Minggu berikutnya, di hari Minggu pagi healing (kalau boleh memakai istilah itu) kami lanjutkan dengan perjalanan lain. Perjalanan ke Pantai Parangtritis di Kelurahan Parangtritis, Kapenewon Kretek, Bantul, Daerah Istimewa Yogyakarta. Ini masih tentang wisata air. Bedanya, kalau minggu sebelumnya kolam air tawar, sekarang air laut, air asin. Pantai Parangtritis 27 km dari kota Yogyakarta, 40 menit berkendaraan dari pusat kota. Kami bermotor ke sana. Empat orang isinya. Melebihi kapasitas. Nasib baik selamat sampai tujuan, selamat pula sampai kembali di kontrakan.
Pantai Parangtritis yang kami kunjungi waktu itu tidak terlalu ramai. Beberapa orang nampak bersantai di sana. Ada yang mandi-mandi, ada yang menikmati kuliner, ada yang naik kuda dan kereta wisata. Ada pula yang menyewa motor ATV untuk berpusing-pusing. Anak-anak muda dua sejoli memojok berpasang-pasangan entah memperbincangkan apa. Asyik sekali mereka menikmati masa muda.
Kami sampai di Parangtritis ketika matahari menjelang siang. Angin pantai berhembus agak kencang. Ombak bergulung sedang. Ketika kami mencari-cari tempat untuk duduk, tukang es krim tiba-tiba menyodorkan beberapa potong es krim ke tangan anak-anak kami, tidak hanya sekedar membunyikan toleletnya saja. Terpaksalah kami membeli. Setiap diri satu es krim. Kemudian kami menyelosoh di pasir pantai yang menghampar menikmati es krim tersebut. Namun sesuatu terjadi, entah kapan perginya anak perempuan kami tiba-tiba sudah tidak bersama ibunya. Tengok ke sana ke mari, ternyata dia sudah di bibir pantai. Kakinya sudah basah ditimpa air laut. Tiba-tiba datang ombak cukup besar. Anak kami itu terseret olehnya. Masuk ke laut beberapa meter. Saya cepat mengejar dan mengangkatnya ke luar. Air dan pasir pantai masuk ke jilbab kecilnya. Masuk pula ke mulut dan telinganya. Dia tersedak sampai di luar. Abangnya tertawa-tawa melihat itu.

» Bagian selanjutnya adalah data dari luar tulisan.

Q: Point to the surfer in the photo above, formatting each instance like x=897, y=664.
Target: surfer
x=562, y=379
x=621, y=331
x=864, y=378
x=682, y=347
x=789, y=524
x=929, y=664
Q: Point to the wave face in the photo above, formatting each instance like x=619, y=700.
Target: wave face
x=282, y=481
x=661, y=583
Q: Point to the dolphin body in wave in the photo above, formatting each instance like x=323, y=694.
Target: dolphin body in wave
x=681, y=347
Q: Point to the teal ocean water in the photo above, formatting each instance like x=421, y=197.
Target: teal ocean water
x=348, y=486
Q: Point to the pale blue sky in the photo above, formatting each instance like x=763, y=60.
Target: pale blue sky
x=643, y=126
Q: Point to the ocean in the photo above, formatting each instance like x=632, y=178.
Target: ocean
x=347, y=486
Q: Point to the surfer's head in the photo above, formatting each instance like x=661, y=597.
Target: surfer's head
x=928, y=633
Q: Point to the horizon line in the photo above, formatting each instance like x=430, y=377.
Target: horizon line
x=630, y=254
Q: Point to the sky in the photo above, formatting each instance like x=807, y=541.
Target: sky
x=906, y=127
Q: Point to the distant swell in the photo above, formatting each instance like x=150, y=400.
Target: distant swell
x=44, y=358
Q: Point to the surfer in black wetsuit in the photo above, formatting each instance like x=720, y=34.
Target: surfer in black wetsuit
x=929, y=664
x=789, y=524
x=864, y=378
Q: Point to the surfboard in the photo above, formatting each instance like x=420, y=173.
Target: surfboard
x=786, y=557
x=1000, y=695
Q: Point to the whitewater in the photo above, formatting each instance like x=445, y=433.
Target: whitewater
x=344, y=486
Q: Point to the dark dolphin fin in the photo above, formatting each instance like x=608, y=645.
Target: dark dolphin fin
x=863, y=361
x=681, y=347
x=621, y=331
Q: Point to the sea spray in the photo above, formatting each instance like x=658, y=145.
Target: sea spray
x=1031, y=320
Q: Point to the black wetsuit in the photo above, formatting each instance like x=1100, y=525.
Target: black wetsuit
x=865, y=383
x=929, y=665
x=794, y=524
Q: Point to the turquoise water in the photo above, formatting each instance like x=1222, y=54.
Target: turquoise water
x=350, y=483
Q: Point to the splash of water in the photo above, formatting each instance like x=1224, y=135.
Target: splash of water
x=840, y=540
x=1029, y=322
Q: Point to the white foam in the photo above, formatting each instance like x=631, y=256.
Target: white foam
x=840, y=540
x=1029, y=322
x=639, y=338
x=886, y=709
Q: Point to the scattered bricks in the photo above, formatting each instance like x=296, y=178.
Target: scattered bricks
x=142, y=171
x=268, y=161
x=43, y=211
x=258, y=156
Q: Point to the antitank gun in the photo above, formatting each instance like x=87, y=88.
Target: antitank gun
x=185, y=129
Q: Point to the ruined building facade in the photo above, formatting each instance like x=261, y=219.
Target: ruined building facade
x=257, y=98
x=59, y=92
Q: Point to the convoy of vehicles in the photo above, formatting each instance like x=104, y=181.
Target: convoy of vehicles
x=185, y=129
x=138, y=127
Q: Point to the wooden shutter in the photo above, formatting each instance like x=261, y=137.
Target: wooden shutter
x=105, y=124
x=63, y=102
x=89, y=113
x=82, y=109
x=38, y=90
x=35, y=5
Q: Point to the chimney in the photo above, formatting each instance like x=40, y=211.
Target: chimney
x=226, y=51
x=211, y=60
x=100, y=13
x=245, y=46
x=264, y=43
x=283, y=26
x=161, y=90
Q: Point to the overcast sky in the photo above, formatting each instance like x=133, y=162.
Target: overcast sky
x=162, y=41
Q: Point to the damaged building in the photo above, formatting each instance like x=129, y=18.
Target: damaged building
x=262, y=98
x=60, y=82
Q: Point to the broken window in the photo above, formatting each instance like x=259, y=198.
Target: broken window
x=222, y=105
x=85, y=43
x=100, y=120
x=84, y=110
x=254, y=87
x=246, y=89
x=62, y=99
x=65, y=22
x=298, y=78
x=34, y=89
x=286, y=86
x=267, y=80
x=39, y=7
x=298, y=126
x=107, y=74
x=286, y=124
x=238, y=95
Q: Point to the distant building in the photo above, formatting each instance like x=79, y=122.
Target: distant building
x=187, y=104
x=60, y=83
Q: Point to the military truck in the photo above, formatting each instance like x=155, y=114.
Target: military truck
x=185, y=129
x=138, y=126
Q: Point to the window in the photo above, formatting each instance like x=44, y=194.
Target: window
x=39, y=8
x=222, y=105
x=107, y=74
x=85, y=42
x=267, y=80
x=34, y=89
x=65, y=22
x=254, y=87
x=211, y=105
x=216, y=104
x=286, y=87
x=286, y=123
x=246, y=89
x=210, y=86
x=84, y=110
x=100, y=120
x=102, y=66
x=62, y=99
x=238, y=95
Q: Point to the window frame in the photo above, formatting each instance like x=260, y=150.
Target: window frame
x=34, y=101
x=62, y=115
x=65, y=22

Beberapa lama dia bersin-bersin. Setelah itu baikan. Jilbab kecilnya dilepas. Lalu dia kembali lagi ke pinggir pantai. Kali ini mengajak Abangnya. Tak tertegah lagi, mereka mandi-mandi. Puas mandi, main pasir. Saya dan ibunya mengawasi dari tempat duduk kami yang tidak jauh dari situ. Sekali-kali saya ke tempat mereka memastikan kondisi mereka aman. Sampai menjelang zuhur, kami biarkan mereka menikmati air dan pasir pantai itu sementara kami menikmati pula suasana di sekitarnya. Semua senang. Menjelang zuhur kami bersih-bersih. Salat zuhur, makan siang, dan kemudian kembali ke Yogyakarta.
Begitulah, Parangtritis di mata kami terasa panas. Tidak ada pohon pelindung di arena bermain. Bentangan pantainya sama seperti bentangan pantai yang ada di Air Manis, dekat batu Malin Kundang, di Padang, Sumatera Barat. Menikmati Pantai Parangtritis seperti menikam rindu terhadap kampung halaman yang telah sekian lama kami tinggalkan. Wallahualam bissawab.